Il faut d’abord rappeler qu’Al Khalij est un champ d’huile difficile à développer, sa géologie est complexe avec des variations fines de porosités. La production implique un important volume d’eau. Les qatariens avaient conscience de la qualité de notre travail malgré cet environnement compliqué. Les liens ont toujours été solides entre Total et Qatar Petroleum et nous savions notre expertise appréciée. Depuis plusieurs années déjà, des discussions sur les investissements futurs se multipliaient et nous devions nous entendre sur les termes de ce renouvellement de contrat en sachant qu’Al Khalij n’était plus dans une phase de croissance mais de déclin. Il fallait donc adapter les termes du contrat à cette deuxième vie du champ tout en anticipant les futures difficultés. Durant ces longues discussions, notre operatorship n’a jamais été remis en question, grâce à tous ceux qui nous avaient précédés.  Cela montrait aussi très clairement l’engagement de Total pour le Qatar.

Les réunions se sont multipliées, à raison de deux par semaine et  nous avons rapidement proposé un document d’une trentaine de pages, un binding Heads of Agreement. Il s’agissait d’un accord engageant avec un changement de régime, la concession, pour les 25 années à venir. Il faut savoir que dans le milieu pétrolier, on se met souvent d’accord sur une courbe de production future. L’une des réussites des négociations sur Al Khalij est que nous sommes parvenus à nous éloigner de ces paradigmes essentiels, courbe de production et prix du baril. Ce contrat devait résister à beaucoup d’incertitudes et la qualité des discussions engagées nous a permis de monter des contrats robustes qui couvraient le domaine des possibles et évitaient les divergences futures. Nous l’avons  signé avec deux ans d’avance sur la date d’expiration !

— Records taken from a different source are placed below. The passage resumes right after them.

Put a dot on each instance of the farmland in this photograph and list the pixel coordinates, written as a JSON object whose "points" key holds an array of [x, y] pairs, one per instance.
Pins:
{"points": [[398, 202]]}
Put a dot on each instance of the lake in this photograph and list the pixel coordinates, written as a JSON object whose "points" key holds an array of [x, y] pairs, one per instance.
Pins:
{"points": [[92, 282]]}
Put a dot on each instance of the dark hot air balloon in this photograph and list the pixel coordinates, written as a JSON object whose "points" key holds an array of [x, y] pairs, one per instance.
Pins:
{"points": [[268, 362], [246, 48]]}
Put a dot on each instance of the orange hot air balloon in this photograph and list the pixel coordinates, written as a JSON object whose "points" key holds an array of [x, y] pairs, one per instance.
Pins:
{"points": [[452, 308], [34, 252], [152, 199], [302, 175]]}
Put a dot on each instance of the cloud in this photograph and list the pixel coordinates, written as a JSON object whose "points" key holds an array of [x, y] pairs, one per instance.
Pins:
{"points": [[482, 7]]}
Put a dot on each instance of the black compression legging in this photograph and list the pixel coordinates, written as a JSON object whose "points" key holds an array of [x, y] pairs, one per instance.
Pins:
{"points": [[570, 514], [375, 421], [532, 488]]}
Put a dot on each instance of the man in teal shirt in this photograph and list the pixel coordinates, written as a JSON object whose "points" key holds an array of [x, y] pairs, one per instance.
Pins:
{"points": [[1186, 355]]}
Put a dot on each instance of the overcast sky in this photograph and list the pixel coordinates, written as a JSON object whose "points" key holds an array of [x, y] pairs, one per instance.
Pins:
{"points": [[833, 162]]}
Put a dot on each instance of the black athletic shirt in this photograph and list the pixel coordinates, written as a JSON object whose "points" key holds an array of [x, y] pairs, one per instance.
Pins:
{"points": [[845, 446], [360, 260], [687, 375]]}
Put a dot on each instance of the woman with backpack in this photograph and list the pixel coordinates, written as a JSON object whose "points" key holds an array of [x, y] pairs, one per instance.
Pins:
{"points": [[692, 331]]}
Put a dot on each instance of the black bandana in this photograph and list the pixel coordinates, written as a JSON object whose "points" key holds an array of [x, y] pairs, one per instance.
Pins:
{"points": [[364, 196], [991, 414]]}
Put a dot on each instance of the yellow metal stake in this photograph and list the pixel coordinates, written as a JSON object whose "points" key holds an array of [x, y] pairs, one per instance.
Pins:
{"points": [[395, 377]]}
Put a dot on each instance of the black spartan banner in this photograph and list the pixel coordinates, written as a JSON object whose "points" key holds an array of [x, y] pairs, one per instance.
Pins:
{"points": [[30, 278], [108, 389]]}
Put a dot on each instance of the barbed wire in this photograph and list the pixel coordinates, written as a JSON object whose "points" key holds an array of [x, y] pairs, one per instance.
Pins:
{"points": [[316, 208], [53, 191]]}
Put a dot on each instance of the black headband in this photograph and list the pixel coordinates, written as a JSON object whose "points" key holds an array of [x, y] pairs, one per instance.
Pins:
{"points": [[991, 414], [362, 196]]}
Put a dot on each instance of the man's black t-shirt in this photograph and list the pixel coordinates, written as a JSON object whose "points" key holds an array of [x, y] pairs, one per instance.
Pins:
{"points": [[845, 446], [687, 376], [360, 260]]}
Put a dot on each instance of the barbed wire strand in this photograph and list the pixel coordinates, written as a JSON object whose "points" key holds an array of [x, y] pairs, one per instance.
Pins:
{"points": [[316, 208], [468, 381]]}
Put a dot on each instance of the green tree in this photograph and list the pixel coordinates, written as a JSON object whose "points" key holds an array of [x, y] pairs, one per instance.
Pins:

Ce travail d’équipe s’est fait dans de très bonnes conditions car nous étions dans une relation de confiance mutuelle.  Nous disposions d’une  très grande autonomie et nos interlocuteurs étaient à l’écoute. C’est assez rare de traverser deux années de négociations dans la sérénité et de sentir cette reconnaissance. Il ne faut jamais oublier qu’au Moyen-Orient la manière est tout aussi importante que le résultat. Total et Qatar Petroleum partagent des valeurs communes et  la parole donnée est fondamentale. La signature de cette nouvelle licence a donc eu lieu en octobre 2012 (effective le 1er février 2014). Aucun de nous n’était présent car nous avions déjà rejoint nos nouvelles affectations.  Travailler sur ce contrat fut une grande satisfaction et le champ qatarien d’Al Khalij semble avoir de beaux jours devant lui ; Total en est l’unique operateur jusqu’en 2039.